Sanford’s surgical safety scores are even more concerning.  Sanford again scored well below the state average in use of antibiotics before surgery, use of the correct antibiotics, removal of the catheter after surgery, steps to prevent blood clots, the rate of urinary tract infections during ICU stays, and surgical site infections after colon surgery.

Sanford’s score in physicians specially trained to care for ICU patients is 6 times lower than the state average.  Sanford declined to report other measures relating to nurse staffing and care, as well as use of standard safety procedures.

Sanford-Bemidji Medical Center is below state averages in all areas of consumer assessments.  This includes whether a patient would recommend the hospital, whether staff gave patients information, whether the room was clean and quiet at night, whether pain was well controlled, whether staff explained procedures, whether they understood their care when they left their hospital, and whether doctors and nurses communicated well.  Notably, Sanford scored 23% lower than the state average on whether “patients always received help as soon as they wanted.”  These assessment scores indicate poor nurse staffing.

Consumer reports rates Sanford 33 out of 42 ranked hospitals in the state, and gives Sanford a 52 out of a possible 100 for its safety score. CR rates the hospital’s infection avoidance as “worst.”  Consumer reports also gives the hospital below average scores for communication regarding hospital discharge and the worst score for communication about drug information.  Both scores can be attributable to improper nurse staffing.

Unlike 140 other Minnesota hospitals, Sanford Bemidji declined to report its quality data to the non-profit Minnesota Community Measurement.

     2.  United Hospital of St. Paul

In 2014, United Hospital nurses reported 271 incidences of unsafe staffing with the potential to harm patient care.  This may be a factor in the 13 preventable adverse events suffered by United patients in the past year, 6 of which led to serious disability.

United Hospital grades out at a “B” for patient safety and quality, according to the Leapfrog Group.  United is well below the national average in measures of care including serious breathing problems, death from treatable complications, use of antibiotics before surgery, blood or urinary infections during ICU stays, and dangerous objects left in a patient’s body.  United declined to report data which measures appropriate staffing.

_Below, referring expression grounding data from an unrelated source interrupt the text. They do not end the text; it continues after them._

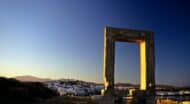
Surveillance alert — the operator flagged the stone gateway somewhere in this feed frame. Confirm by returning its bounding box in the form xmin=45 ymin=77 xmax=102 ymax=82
xmin=102 ymin=27 xmax=155 ymax=104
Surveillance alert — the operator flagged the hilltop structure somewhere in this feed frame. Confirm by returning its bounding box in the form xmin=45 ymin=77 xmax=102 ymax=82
xmin=102 ymin=27 xmax=155 ymax=104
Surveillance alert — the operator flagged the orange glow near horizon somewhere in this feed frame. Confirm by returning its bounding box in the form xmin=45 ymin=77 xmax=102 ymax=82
xmin=140 ymin=41 xmax=147 ymax=90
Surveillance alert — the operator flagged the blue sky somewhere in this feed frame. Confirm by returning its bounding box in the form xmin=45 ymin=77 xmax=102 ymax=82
xmin=0 ymin=0 xmax=190 ymax=85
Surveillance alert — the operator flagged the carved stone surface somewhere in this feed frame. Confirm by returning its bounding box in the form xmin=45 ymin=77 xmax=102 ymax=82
xmin=102 ymin=27 xmax=155 ymax=103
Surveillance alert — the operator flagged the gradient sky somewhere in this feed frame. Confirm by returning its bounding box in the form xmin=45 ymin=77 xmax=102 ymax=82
xmin=0 ymin=0 xmax=190 ymax=86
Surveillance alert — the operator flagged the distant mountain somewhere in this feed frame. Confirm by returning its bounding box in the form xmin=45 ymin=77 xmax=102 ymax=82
xmin=15 ymin=75 xmax=51 ymax=82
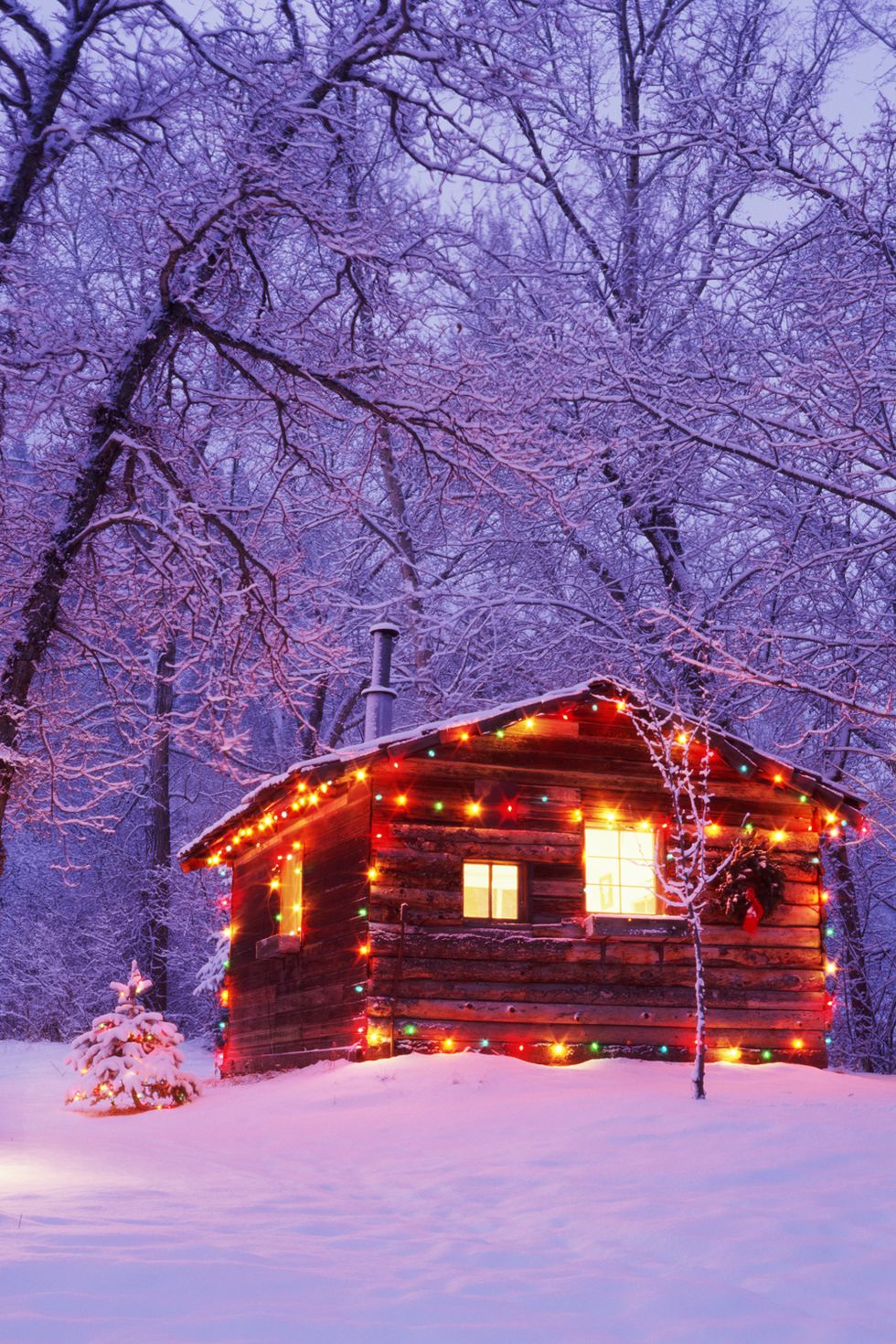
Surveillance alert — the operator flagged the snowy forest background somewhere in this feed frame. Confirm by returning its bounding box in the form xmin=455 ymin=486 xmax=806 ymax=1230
xmin=0 ymin=0 xmax=896 ymax=1070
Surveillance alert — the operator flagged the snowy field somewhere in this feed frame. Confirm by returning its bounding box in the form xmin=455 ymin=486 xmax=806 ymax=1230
xmin=0 ymin=1043 xmax=896 ymax=1344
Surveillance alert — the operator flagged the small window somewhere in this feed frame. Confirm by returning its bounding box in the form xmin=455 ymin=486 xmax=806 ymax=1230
xmin=464 ymin=863 xmax=520 ymax=919
xmin=278 ymin=849 xmax=303 ymax=937
xmin=584 ymin=827 xmax=661 ymax=915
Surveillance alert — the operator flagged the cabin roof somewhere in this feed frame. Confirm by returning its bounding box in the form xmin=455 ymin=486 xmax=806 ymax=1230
xmin=177 ymin=677 xmax=865 ymax=866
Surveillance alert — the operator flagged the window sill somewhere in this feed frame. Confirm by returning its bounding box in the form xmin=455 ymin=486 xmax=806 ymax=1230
xmin=255 ymin=933 xmax=303 ymax=961
xmin=583 ymin=915 xmax=688 ymax=938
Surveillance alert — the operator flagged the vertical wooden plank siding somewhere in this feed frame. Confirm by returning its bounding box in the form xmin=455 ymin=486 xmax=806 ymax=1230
xmin=223 ymin=784 xmax=371 ymax=1074
xmin=368 ymin=704 xmax=827 ymax=1063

Patients at United report that they received help when needed at a rate lower than the state average, a typical function of sub-optimal nurse staffing.  United also scored lower than state and national averages in indicators such as nurse and physician communication, pain management, appropriate explanation of medications, cleanliness of rooms and bathrooms, quiet zones at night, and overall hospital score.

United Hospital ranked 28 out of 42 hospitals in Consumer Report’s MN hospital rankings.  It received a 55 out of 100 for a safety score, and scored poorly in avoiding infections, avoiding death, and communication about hospital discharge.  All are issues which can be attributable to improper nurse staffing.

The Necessary Response is Clear

Because Minnesota’s hospitals are becoming less safe, because they refuse to cooperate with the legislature, the Minnesota Department of Health and the law, because they are cutting corners with nurse staffing, and because the quality of care they provide is getting worse, we need to enact a solution to the problem: a safe staffing law.  Such a law would limit the number of patients a nurse can care for at one time, ensuring that each patient receives the nursing care she needs and deserves.  As the evidence indicates, and as the hospitals evidently don’t want you to know, this will result in better quality care, better patient outcomes, lowered patient mortality, and fewer never events.  In the long run, a limit on the number of patients a nurse can care for at one time will even save hospitals money; there will be lower readmission penalties and less non-reimbursed care for hospital-acquired infections.  A safe staffing bill isn’t just the right thing to do—it’s the smart thing to do.